Höchst unterrichtend sind Cantelo’s Mittheilungen über die Entwickelung des Hühnchens im Ei. Er sagt: „Viele Leute halten hartnäckig an der Meinung fest, daß die Brüthenne zu bestimmter Zeit die Eierschale zerbricht, um dem Küchlein herauszuhelfen; ja Einige gehen sogar so weit, dies gesehen haben zu wollen. Aber Alles ist Täuschung! Die Natur hat das Küchlein selbst mit einem passenden Werkzeug versehen, sich aus der Schale loszumachen. Und wenn nur der kleinste Theil der Eierschale durch eine äußere Gewalt zerbrochen wird – selbst dann, wenn sich das Küchlein schon ein Loch durchgearbeitet hat, wird sich dasselbe meistens verbluten, da die ganze innere Fläche der Schale mit zarten Aederchen und Blutgefäßen bedeckt ist, welche dazu dienen, dem noch unentwickelten Thiere Nahrung zuzuführen.

Brütmaschine von Cantelo

Hat das Küchlein die Schale durchbrochen, so liegt es etwa 12 Stunden lang ruhig, um Stärke aus der Luft zu ziehen und die Lungen an’s Athemholen zu gewöhnen.
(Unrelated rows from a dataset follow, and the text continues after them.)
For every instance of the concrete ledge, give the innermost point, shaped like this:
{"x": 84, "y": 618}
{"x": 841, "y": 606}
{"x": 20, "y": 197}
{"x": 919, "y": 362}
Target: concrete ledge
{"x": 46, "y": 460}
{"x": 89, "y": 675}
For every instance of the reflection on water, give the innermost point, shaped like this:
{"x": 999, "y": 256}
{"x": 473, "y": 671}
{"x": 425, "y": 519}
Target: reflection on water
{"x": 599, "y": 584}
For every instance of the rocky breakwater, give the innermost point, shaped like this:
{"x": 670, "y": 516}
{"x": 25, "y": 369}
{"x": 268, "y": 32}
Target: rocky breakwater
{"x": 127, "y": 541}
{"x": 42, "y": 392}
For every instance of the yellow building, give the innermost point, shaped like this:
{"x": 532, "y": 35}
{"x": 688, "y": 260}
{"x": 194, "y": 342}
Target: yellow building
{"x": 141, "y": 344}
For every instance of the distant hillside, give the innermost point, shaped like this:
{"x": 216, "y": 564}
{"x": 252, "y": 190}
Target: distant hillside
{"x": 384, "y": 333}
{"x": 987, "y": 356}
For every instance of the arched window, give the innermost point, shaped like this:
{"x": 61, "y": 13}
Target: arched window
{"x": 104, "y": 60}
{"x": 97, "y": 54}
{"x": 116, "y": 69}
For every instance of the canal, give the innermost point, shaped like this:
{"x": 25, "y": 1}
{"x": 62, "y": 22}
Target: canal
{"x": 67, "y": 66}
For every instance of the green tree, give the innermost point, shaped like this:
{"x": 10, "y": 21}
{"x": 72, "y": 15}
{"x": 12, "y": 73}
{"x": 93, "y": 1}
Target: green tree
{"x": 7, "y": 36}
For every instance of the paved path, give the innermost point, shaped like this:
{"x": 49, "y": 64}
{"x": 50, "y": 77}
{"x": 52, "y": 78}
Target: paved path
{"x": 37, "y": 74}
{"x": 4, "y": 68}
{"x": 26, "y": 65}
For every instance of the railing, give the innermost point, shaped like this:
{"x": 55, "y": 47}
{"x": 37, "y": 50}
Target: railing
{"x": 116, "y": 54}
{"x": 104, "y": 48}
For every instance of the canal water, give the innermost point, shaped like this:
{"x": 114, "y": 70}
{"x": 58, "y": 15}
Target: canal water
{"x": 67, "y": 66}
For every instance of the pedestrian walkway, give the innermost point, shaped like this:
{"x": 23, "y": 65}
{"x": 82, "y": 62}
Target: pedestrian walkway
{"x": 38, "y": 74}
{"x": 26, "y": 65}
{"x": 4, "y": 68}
So wie es kräftiger wird, treten die seither außenliegenden Organe, die Eingeweide, in den Leib des Thieres, das Aderngewebe, womit die innere Fläche der Eierschale bedeckt war, findet seinen Platz im Hühnchen. Sobald diese Schale nun rein ist, macht das kleine Thierchen eine Wendung, während der Kopf unter dem rechten Flügel gebogen, der Schnabel auf den Rücken gelegt ist und die Füße vorgestreckt sind. Diese leichte kreisförmige Wendung hat zur Folge, daß eine kleine scharfe Spitze des Schnabels nach und nach die Schale zerschneidet. Wenn dies auf drei Viertel der Länge des Eis rundum geschehen ist, zerbricht auch der übrige Theil; das Ende der Schale öffnet sich wie der Deckel einer Büchse und das Küchlein schlüpft endlich heraus. In wenig Stunden ist es im Stande, zu stehen und zu laufen. Das übergebliebene Dotter und Eiweiß, was nicht zu seiner Bildung verwendet wurde, dient zu seiner Nahrung, bis es sich selbst helfen kann.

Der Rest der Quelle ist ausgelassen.